- VCD cover
- Directed by: G. Nageswara Reddy
- Written by: G. Nageswara Reddy
- Dialogue by: Marudhuri Raja
- Produced by: K Paidi Babu Kamagari Sunil Kumar Reddy V. Jagadish (presents)
- Starring: Rohit; Navneet Kaur;
- Cinematography: S. Arun Kumar
- Edited by: K. Ram Gopal Reddy
- Music by: Vandemataram Srinivas
- Production company: Madhura Meenakshi Movies
- Release date: 22 September 2005;
- Running time: 123 minutes
- Country: India
- Language: Telugu

= Good Boy (2005 film) =

Good Boy is a 2005 Indian Telugu-language romantic drama film directed by G. Nageswara Reddy and starring Rohit and Navneet Kaur with L. B. Sriram and Rajyalakshmi in supporting roles. The film was released to mixed-to-negative reviews.

== Production ==
This film marks the fourth collaboration between G. Nageswara Reddy and Rohit after 6 Teens (2001), Girl Friend (2002), and Nenu Seetamahalakshmi (2003).
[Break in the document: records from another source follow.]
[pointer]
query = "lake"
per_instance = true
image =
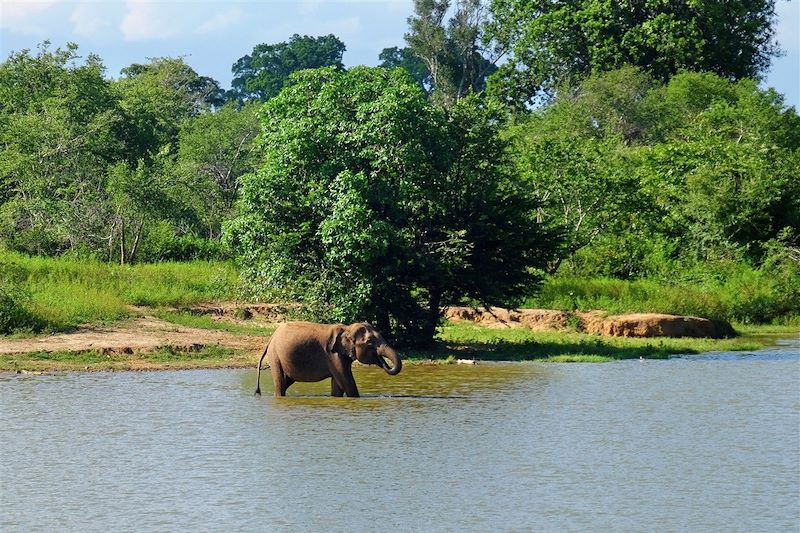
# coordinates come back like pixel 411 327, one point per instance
pixel 702 443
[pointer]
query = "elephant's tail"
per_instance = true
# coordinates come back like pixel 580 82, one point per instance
pixel 258 375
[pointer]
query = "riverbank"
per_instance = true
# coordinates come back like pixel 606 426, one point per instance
pixel 241 348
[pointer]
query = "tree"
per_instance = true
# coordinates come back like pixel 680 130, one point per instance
pixel 575 156
pixel 58 124
pixel 455 53
pixel 372 203
pixel 552 43
pixel 645 176
pixel 215 149
pixel 265 71
pixel 725 176
pixel 395 57
pixel 156 98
Filming began on 15 April 2003 at the Telangana State Police Academy (formerly known as Andhra Pradesh Police Academy). A song was shot at Ramoji Film City on 13 July 2005. The dialogue portions of the film were completed as of 14 July 2005. The song "Tholisari Tholakarila" was shot at a village situated at ICRISAT, Mumbai.

== Soundtrack ==
The music was composed by Vandemataram Srinivas. The songs were released under the Madhura Audio label.

Track listing
| No. | Title | Singer(s) | Length |
|---|---|---|---|
| 1. | "Ello Maruthi" | Chakri, Ganga | 5:02 |
| 2. | "Namo Namo Venkatesha" | Udit Narayan, Usha | 4:56 |
| 3. | "Manaspoortyga" | R. P. Patnaik, Usha | 5:48 |
| 4. | "Preminchavepilla" | Mallikarjun, Usha | 5:41 |
| 5. | "Tholisari Tholakarila" | P. Unnikrishnan, M. M. Srilekha | 5:13 |
| 6. | "Malle Mogga" | Ravi Verma, Kousalya | 5:14 |
| Total length: |  |  | 31:54 |

== Release and reception ==
The film was initially scheduled to release in mid-July.

Jeevi of Idlebrain.com rated the film three out of five and wrote that "The entertainment value this film provides can compensate the fallibility in the second half. On a whole, this film is passable".